It lets the user to select any screen region (not only in the browser) and sends it back to the server. Here is a server-side usage sample:
win.addComponent(ss = new Screenshot());
ss.addListener(new Screenshot.Listener() {
@Override
public void screenshotReady(
Screenshot screenshot) {
// After screenshot is ready, show it
image.setSource(screenshot.getScreenshotResource());
}
});
ss.takeScreenshot();
The implementation is based on the AppletIntegration package and I have signed the demo jars with a self-signed certificate. If you plan to use this component in real application, please sign with you a valid certificate.
Yes. Import the
org.vaadin.screenshot.Screenshot . Also, before running the application you have to make sure you have put the add-on jar into WEB-INF/lib folder and recompiled the widgetset. In Eclipse, the plugin introduces a toolbar button for this, but in other environments you need to have an Ant task or similar.
The
no_image.gif was only used in Screenshot demo, and should not even be in the package. I consider this as a bug in the packaging script. You can simply ignore (or remove) the file.

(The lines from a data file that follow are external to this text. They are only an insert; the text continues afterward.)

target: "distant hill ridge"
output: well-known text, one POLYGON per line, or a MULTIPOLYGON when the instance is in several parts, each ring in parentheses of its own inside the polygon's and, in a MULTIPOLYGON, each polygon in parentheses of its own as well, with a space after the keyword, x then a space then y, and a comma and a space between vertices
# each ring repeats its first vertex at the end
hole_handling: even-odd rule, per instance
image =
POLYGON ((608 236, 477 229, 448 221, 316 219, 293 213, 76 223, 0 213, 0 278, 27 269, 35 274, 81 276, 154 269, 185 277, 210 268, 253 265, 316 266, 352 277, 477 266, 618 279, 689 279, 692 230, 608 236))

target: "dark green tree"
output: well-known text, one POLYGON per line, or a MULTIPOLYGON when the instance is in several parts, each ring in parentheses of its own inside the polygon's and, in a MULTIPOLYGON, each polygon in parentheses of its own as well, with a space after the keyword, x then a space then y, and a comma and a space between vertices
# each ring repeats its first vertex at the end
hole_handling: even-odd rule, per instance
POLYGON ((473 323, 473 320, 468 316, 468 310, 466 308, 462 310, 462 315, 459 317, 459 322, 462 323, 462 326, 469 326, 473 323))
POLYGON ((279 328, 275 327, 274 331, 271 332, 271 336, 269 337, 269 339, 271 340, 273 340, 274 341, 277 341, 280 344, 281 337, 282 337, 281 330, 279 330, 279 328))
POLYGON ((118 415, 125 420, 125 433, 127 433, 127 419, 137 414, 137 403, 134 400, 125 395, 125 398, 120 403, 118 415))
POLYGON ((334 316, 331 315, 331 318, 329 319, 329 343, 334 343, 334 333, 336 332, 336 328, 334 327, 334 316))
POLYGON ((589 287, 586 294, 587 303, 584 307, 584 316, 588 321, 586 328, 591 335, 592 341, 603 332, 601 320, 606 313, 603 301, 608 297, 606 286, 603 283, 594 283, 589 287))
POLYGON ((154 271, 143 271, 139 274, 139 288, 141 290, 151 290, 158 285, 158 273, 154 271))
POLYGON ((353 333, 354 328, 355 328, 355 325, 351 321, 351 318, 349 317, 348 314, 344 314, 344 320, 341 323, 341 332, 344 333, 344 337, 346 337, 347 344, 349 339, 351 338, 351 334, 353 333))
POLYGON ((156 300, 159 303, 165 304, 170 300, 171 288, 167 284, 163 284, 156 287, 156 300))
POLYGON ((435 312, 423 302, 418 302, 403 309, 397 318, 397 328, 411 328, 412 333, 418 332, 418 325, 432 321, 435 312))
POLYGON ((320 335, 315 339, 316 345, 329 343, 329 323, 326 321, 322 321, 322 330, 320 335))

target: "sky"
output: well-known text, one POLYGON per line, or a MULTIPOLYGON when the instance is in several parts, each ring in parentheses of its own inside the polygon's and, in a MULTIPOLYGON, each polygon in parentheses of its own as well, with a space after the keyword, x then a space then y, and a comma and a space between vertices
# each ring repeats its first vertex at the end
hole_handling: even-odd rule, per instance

I tried this Add-On ( and also JS Screenshot) but ran into some problems. I used a similar code then in the first post but put the takeScreenShot on a buttonClick. When i click the button nothing happens (sometimes a loading indicator appears but that’s it). I also can’t get your demo to work. When i click on the button in your demo also nothing happens.
Is there a problem with the Browser, Vaadin or am i doing something else wrong?
Don’t know about JS Screenshot, but the screenshot widget uses Java in the browser. If you’ve disabled running Java in the browser (with the recent list of vulnerabilities reported on enabling Java in the browser, many have disabled it), the plugin won’t work.